Festus Osifo, President of PENGASSAN, made this plea during the association’s Energy and Labour Summit in Lagos on Tuesday, where he presented the summit’s communique and recommendations. He emphasised that increased government investment in the refinery is pivotal to securing affordable, accessible, and reliable energy for Nigeria’s citizens.
“Energy security is essential for the survival of any nation, and Nigeria is no exception,” Osifo stated, adding that such security can only be achieved through collaborative efforts between the government and private sector stakeholders. He also called for the creation of regional petroleum storage facilities across the country’s six geopolitical zones, suggesting they could serve as strategic reserves to cushion against supply disruptions and the frequent fuel shortages Nigerians face.

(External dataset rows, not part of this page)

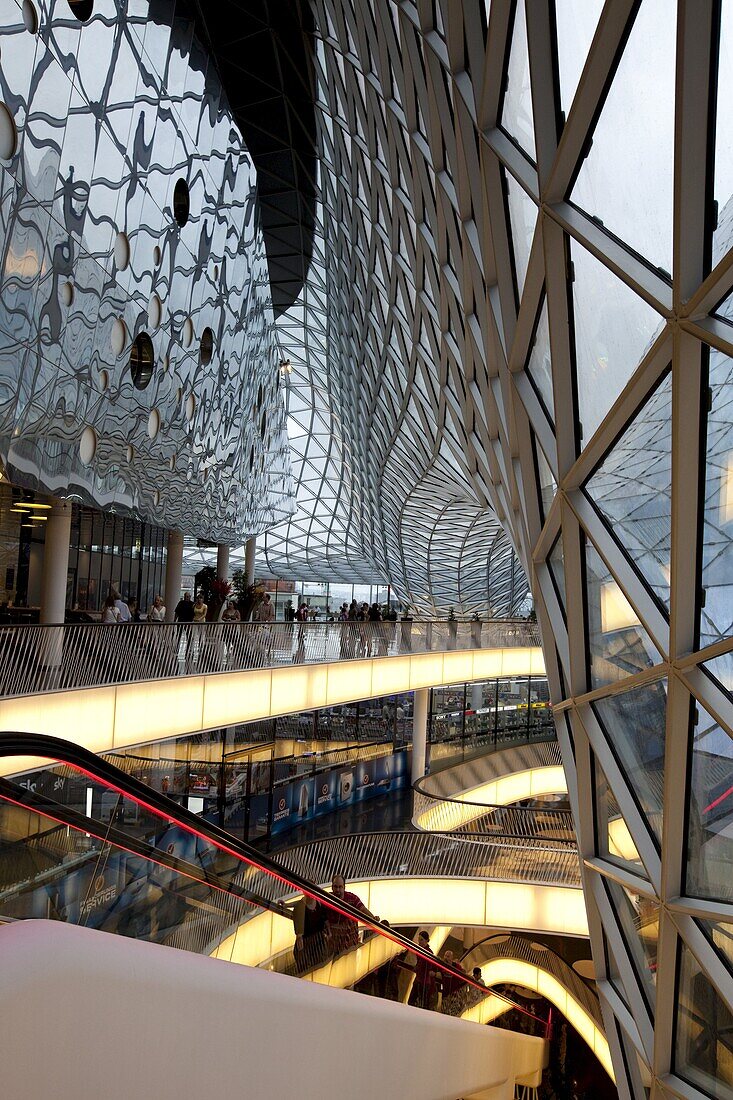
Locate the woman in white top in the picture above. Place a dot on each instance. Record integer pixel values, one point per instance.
(156, 613)
(110, 614)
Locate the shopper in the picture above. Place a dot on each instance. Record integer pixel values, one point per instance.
(110, 613)
(342, 931)
(156, 613)
(231, 613)
(121, 606)
(309, 919)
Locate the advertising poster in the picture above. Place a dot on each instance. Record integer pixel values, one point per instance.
(89, 894)
(304, 791)
(281, 809)
(365, 783)
(259, 807)
(346, 787)
(326, 792)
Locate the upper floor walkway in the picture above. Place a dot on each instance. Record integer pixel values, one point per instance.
(108, 688)
(93, 655)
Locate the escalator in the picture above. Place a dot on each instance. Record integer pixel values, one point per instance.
(85, 844)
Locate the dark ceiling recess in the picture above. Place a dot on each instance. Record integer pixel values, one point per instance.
(264, 53)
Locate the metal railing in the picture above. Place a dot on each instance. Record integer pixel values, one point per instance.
(517, 947)
(86, 655)
(439, 805)
(453, 781)
(480, 818)
(424, 855)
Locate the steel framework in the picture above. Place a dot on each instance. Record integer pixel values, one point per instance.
(529, 218)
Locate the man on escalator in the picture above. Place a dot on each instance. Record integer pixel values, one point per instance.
(341, 932)
(309, 920)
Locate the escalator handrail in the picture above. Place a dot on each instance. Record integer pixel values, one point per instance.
(57, 750)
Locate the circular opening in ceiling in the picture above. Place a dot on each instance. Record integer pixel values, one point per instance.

Osifo further urged the Federal Government to prioritiseinfrastructure development, specifically through the expansion of pipelines for distributing refined petroleum products nationwide. He warned that relying on trucks to transport fuel has placed immense pressure on Nigeria’s dilapidated roads, resulting in perennial shortages and long queues at petrol stations.

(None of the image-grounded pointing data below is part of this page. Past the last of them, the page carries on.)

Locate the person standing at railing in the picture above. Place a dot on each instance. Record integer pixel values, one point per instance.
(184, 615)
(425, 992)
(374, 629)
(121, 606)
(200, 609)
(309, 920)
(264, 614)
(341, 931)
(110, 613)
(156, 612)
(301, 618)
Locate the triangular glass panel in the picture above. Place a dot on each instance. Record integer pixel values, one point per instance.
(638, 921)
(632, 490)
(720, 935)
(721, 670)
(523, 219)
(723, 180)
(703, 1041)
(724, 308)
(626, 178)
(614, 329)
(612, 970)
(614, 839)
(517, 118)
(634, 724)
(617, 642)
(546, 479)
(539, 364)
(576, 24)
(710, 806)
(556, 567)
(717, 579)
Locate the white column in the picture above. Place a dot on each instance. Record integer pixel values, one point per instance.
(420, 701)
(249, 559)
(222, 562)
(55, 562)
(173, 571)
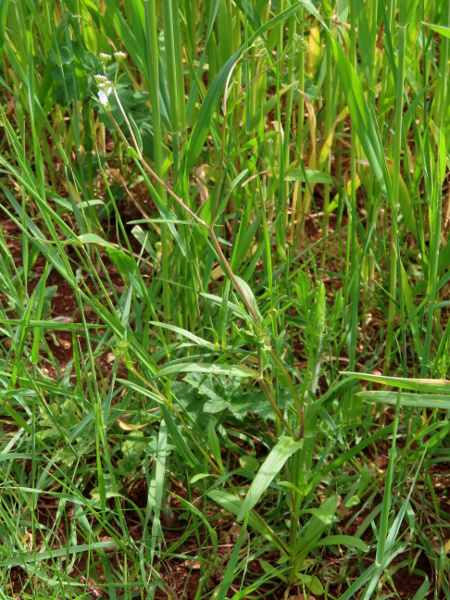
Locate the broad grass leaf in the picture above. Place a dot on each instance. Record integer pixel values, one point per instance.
(412, 400)
(204, 117)
(284, 448)
(184, 333)
(213, 369)
(435, 386)
(363, 119)
(249, 295)
(444, 31)
(233, 505)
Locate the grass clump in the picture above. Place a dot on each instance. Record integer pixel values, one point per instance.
(223, 298)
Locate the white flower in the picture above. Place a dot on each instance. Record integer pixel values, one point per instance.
(103, 97)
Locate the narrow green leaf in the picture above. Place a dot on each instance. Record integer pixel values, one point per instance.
(284, 448)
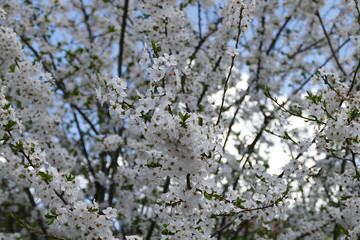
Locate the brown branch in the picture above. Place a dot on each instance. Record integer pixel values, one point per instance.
(122, 37)
(231, 67)
(272, 45)
(329, 42)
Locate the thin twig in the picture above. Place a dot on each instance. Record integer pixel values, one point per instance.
(329, 42)
(122, 37)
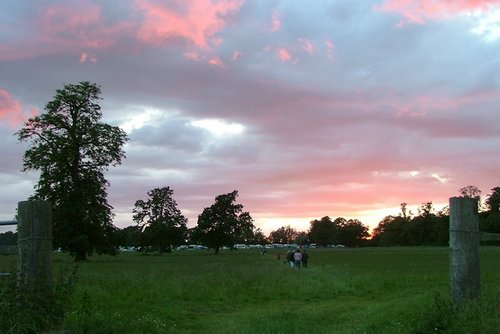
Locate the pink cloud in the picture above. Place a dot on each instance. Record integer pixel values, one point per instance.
(194, 56)
(195, 21)
(275, 22)
(84, 57)
(79, 24)
(215, 61)
(419, 11)
(329, 47)
(236, 55)
(283, 54)
(10, 110)
(307, 46)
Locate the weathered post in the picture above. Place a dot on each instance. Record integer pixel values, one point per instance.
(34, 262)
(464, 250)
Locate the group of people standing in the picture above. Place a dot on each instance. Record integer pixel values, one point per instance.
(297, 259)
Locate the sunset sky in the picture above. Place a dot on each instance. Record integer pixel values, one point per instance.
(308, 108)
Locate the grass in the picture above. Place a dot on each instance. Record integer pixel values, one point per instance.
(365, 290)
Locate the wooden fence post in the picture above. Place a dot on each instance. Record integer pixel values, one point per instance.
(34, 262)
(464, 250)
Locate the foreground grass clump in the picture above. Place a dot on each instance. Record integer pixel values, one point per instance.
(24, 309)
(366, 290)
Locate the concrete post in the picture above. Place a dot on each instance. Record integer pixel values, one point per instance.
(34, 262)
(464, 250)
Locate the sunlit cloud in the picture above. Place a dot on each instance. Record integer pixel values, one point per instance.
(85, 57)
(147, 116)
(219, 128)
(236, 55)
(283, 54)
(487, 24)
(10, 110)
(215, 61)
(307, 46)
(195, 21)
(421, 11)
(275, 22)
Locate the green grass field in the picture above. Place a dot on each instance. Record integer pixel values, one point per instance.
(365, 290)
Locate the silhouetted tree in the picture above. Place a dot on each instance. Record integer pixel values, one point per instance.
(352, 233)
(161, 221)
(323, 232)
(130, 236)
(223, 223)
(72, 149)
(493, 200)
(283, 235)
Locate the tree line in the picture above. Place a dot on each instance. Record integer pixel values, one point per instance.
(72, 149)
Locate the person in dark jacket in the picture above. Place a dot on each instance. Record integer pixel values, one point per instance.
(305, 258)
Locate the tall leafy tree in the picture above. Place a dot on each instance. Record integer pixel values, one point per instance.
(352, 233)
(323, 232)
(72, 149)
(223, 223)
(283, 235)
(493, 200)
(162, 223)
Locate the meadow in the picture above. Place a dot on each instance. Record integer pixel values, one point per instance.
(363, 290)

Reflecting on the recent acquisition of a 7.2% stake in the Dangote refinery, Osifo lamented the government’s missed opportunity to secure a larger portion. “Dangote was prepared to sell a 20% stake, but the government, through NNPC, could only afford 7%,” he revealed, underlining the importance of ramping up efforts to modernise Nigeria’s energy infrastructure.
Osifo also highlighted the negative impact of Nigeria’s sliding currency on the cost of fuel. “The devaluation of the naira is the main reason PMS is becoming unaffordable. If our exchange rate were at N450 to the dollar, fuel prices would be significantly lower,” he noted, pointing out that currency stabilisation, not merely subsidy removal, is the real issue hampering fuel affordability in the country.
PENGASSAN’s president further urged the government to expedite the repair and operationalisation of Nigeria’s four ailing refineries, suggesting that, once restored, majority ownership should be transferred to private investors while the government retains a minority stake.
The union also warned about the risks posed by the ongoing divestment of international oil companies (IOCs) from Nigeria’s upstream oil sector, citing the potential loss of foreign direct investment and technical expertise. Osifo called for the full implementation of a divestment framework under the Petroleum Industry Act (PIA) to ensure that Nigerians are not left vulnerable in the face of shifting global energy dynamics.
Without robust reforms, PENGASSAN stressed, Nigeria’s fuel distribution system will continue to face persistent disruptions, exacerbated by bad roads, ad-hoc logistics, and seasonal flooding, leaving citizens at the mercy of chronic fuel shortages.